Foto: Beto Albert (Diário)

Pets desempenham um papel importante na vida de seus tutores, contribuindo para a realização de tarefas e o bem-estar emocional.

Você provavelmente já ouviu que “o cachorro é o melhor amigo do homem”, certo? Em alguns casos, essa expressão ganha um significado ainda maior. Muito além da amizade, os cães, quando treinados, podem auxiliar os tutores a desenvolver tarefas do dia a dia, além de oferecer suporte em quadros de ansiedade e depressão. Isso mesmo, eles são usados para ajudar não apenas pessoas com deficiência visual. Os cães de serviço, também chamados de cães de trabalho ou de assistência, são responsáveis por garantir a interação social e, consequentemente, elevar a qualidade de vida de pessoas com algum tipo de deficiência ou necessidade específica.

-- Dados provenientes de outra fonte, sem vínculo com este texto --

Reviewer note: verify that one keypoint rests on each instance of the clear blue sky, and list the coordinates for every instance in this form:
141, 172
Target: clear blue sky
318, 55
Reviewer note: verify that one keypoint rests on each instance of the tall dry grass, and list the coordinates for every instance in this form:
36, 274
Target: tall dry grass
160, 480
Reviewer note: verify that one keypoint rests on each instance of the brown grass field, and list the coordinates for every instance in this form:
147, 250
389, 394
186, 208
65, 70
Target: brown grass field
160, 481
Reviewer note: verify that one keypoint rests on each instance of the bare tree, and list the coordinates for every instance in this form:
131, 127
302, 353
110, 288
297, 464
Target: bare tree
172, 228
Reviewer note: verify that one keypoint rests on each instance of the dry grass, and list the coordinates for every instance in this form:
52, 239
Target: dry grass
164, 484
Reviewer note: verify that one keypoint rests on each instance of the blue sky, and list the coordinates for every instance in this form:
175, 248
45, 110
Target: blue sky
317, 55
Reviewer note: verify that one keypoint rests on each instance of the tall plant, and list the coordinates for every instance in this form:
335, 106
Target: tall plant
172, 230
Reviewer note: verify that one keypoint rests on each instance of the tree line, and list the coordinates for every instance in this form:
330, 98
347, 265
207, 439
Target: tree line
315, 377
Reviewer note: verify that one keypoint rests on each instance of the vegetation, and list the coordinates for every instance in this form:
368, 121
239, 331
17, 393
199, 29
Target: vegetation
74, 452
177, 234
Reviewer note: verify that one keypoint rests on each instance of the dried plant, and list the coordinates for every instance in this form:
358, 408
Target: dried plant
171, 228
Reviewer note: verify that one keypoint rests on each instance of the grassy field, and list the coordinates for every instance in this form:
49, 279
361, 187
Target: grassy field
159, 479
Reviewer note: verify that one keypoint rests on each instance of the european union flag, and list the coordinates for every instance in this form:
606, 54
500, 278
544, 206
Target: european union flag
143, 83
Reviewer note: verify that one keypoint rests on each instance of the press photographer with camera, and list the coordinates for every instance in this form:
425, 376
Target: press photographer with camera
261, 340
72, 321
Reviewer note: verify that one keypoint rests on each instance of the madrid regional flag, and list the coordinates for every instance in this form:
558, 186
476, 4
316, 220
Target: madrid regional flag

+ Entre no canal do Diário no WhatsApp e confira as principais notícias do dia

Protetores, leais e inteligentes, os cães sempre fizeram parte do cotidiano humano de diferentes formas. Segundo a médica veterinária e anestesista do Hospital Veterinário Universitário (HVU), Liandra Cristina Vogel Portella, essa parceria existe há muito tempo e acompanhou as mudanças sociais e necessidades dos seres humanos:

— O cachorro sempre esteve presente na vida do homem. Seja junto da família, para auxiliar na caça ou defesa. Nas pinturas rupestres e registros da história, conseguimos ver o homem acompanhado de um cachorro. Eles também estiveram presentes auxiliando na guerra. Então, ao longo dos anos, o homem soube trabalhar com as habilidades naturais destes animais e transformar isso em benefício para a sociedade — explica.

Segundo ela, na hora de escolher o animal, é importante saber qual tipo de "drive" ele possui. A palavra vem do inglês e tem o sentido de algo que pode ser conduzido. Em português, podemos traduzir como impulsos ou instintos. 

O drive nada mais é do que o comportamento natural do animal. O fator é transmitido geneticamente e faz com que o cachorro responda da mesma forma a uma série de estímulos, no padrão de comportamento esperado para a espécie e a raça. A reação é espontânea e faz com que o animal execute inconscientemente atos e atividades adequados a sua sobrevivência. O drive de caça, pastoreio, rastreamento e proteção são alguns dos mais conhecidos.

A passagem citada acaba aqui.